My son is 17 months old, and he started sleeping through the night around 13 months. Within the last month, he’s been waking up about 2 am (6 hours after his bedtime.) Sometimes it seems as if he's in the middle of a dream; he will stand up in his crib and cry an unusual cry. Depending on how tired I am, I'll bring him in bed with me, which sometimes works and other times he just plays with my face. We have not taken away his pacifier yet, which is our New Years resolution, as it seems to be giving him more grief than pleasure lately. He needs it to fall asleep, but he'll take it out sometime during his sleep and when he wakes up in the night to put it back in, he can't find it. He never uses it during his waking hours. What is your recommendation on weaning him off the pacifier?
He naps between 1-3 hours during the day and sleeps about 11 hours at night. We kept the pacifier around this long because it helped him sleep before, but now with another baby due in May, I would like him away from this habit before it comes really hard!

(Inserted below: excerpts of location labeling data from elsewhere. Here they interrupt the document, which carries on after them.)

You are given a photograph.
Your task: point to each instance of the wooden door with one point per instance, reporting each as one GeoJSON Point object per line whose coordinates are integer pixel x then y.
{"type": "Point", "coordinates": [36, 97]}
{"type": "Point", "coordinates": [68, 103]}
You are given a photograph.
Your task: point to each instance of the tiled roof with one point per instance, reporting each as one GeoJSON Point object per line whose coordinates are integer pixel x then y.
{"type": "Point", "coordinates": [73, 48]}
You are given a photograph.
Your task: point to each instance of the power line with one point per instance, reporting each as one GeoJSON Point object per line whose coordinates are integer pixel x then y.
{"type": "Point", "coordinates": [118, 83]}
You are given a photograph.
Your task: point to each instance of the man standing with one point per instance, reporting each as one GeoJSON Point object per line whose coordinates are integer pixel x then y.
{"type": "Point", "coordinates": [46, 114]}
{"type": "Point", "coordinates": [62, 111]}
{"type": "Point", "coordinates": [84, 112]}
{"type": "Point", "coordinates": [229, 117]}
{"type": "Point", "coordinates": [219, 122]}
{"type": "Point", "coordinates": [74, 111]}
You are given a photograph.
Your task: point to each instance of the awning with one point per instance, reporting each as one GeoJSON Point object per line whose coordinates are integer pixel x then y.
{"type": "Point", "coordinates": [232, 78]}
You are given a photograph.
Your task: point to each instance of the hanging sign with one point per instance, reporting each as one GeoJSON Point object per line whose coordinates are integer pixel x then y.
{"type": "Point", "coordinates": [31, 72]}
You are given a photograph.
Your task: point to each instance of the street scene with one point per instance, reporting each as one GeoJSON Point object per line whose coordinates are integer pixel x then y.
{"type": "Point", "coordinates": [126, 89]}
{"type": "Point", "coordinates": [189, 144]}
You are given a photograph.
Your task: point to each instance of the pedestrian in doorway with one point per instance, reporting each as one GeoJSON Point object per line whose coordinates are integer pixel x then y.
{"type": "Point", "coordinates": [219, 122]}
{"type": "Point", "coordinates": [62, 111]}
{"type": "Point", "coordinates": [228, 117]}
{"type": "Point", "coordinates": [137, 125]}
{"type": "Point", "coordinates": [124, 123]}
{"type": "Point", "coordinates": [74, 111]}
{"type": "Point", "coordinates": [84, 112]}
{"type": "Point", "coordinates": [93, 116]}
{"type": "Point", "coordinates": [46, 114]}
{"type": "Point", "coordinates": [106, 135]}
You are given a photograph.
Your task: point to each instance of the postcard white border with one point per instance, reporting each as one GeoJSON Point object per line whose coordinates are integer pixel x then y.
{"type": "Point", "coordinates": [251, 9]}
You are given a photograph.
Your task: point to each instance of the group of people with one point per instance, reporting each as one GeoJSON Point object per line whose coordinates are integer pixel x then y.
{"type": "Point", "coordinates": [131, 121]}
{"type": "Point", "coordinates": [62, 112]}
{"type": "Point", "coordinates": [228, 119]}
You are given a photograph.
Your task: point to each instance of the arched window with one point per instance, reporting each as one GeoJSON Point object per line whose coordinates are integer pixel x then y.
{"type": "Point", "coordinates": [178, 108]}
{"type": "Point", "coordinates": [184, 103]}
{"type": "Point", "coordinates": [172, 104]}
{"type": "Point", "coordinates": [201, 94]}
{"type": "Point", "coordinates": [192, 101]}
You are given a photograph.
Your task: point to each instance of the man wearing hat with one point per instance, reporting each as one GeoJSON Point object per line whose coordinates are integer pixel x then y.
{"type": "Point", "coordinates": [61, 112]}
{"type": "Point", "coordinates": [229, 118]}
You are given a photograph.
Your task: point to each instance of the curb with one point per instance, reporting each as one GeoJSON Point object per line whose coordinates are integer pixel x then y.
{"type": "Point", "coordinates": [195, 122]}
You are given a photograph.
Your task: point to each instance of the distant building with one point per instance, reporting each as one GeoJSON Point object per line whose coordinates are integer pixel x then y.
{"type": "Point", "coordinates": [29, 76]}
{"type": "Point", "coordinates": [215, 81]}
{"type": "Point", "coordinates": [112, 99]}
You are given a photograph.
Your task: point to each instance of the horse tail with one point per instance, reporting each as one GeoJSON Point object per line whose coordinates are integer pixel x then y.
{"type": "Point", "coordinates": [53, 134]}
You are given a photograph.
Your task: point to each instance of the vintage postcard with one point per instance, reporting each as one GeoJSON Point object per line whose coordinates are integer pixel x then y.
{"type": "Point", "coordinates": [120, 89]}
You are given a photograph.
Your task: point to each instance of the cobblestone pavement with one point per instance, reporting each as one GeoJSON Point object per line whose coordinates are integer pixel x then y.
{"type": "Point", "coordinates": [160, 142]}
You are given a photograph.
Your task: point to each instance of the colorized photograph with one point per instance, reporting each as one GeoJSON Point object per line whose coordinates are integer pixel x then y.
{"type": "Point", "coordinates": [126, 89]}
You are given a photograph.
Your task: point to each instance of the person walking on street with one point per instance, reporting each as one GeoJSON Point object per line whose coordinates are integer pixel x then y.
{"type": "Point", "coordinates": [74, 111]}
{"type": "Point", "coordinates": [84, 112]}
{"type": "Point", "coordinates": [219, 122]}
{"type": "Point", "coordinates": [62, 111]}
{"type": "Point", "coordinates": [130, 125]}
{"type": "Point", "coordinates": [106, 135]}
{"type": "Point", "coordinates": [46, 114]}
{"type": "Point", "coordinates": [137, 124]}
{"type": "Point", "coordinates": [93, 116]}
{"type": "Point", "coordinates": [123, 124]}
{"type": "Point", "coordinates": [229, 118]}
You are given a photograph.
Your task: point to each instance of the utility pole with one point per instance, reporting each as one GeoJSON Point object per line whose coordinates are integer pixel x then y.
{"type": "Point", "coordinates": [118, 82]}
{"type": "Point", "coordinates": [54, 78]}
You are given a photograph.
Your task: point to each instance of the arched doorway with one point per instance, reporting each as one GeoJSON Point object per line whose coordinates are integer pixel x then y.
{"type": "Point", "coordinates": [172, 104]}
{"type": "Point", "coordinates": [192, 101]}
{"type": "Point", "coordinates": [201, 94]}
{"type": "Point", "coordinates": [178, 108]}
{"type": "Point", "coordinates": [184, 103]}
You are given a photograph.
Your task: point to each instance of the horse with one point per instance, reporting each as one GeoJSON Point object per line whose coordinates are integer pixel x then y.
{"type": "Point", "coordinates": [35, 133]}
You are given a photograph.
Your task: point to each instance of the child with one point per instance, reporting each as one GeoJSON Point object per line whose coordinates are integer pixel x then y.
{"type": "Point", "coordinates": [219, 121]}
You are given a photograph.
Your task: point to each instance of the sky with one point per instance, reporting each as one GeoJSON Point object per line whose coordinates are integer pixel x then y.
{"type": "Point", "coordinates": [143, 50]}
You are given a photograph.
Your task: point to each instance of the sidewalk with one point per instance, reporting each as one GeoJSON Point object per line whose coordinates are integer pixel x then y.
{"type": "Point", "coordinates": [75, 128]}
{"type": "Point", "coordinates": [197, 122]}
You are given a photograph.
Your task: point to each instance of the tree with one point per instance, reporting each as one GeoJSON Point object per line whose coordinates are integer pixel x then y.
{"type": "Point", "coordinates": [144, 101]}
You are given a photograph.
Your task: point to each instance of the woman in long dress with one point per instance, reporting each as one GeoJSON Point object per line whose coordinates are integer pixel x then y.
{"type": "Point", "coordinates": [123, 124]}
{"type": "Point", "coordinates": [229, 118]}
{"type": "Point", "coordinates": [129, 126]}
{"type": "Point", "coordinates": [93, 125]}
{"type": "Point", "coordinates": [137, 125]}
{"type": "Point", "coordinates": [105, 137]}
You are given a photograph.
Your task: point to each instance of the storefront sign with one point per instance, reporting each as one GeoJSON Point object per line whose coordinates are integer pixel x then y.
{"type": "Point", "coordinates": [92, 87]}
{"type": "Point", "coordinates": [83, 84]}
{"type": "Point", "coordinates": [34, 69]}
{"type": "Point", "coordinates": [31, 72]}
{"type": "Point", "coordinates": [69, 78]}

Most kids are overtired, so when I'm looking for a reason for nighttime wakings I consider overtiredness first. However, the patterns he's displaying with his night wakings don't suggest that he's overtired, they suggests that he's undertired.
And I don’t think the pacifier is the problem. You can get rid of it if you choose, but I doubt that doing so will stop his nighttime wakings right now.
The thing that I'm honing in on is his naptime: you said he sleeps between 1 and 3 hours. That's a big variation in nap length. At this age, length and quality of nap can be a big factor in nighttime sleep, and it's important for naps to be consistent. That sometimes means waking your child from his nap to make sure he doesn't sleep too long.
Have you noticed a difference in the quality of his nighttime sleep when he takes a 3 hour nap? It's rare for a child to regularly take a 3 hour nap without it affecting their nighttime sleep. 3 hours is a very long nap, and in many cases, it's just too much daytime sleep.
If he's doing well on 11 hours of sleep at night, I would keep his bedtime and wake-up time the same. What I recommend is trying to keep his naptime consistent and waking him after 2 hours maximum.
After a few days of that, if he's still waking at night, I would reduce the nap to 1.5 hours.
The key is to encourage a nap that's restorative but not overly long, and to keep it very consistent.
It sounds like you're on the right track in many areas, so once you get the timing figured out, I think things will smooth out with his nighttime sleep.
Lo and behold, Beth did notice a connection between her son's 3 hour naps and his night wakings, and they're on the way to better sleep. Another sleep sleuthing case, solved.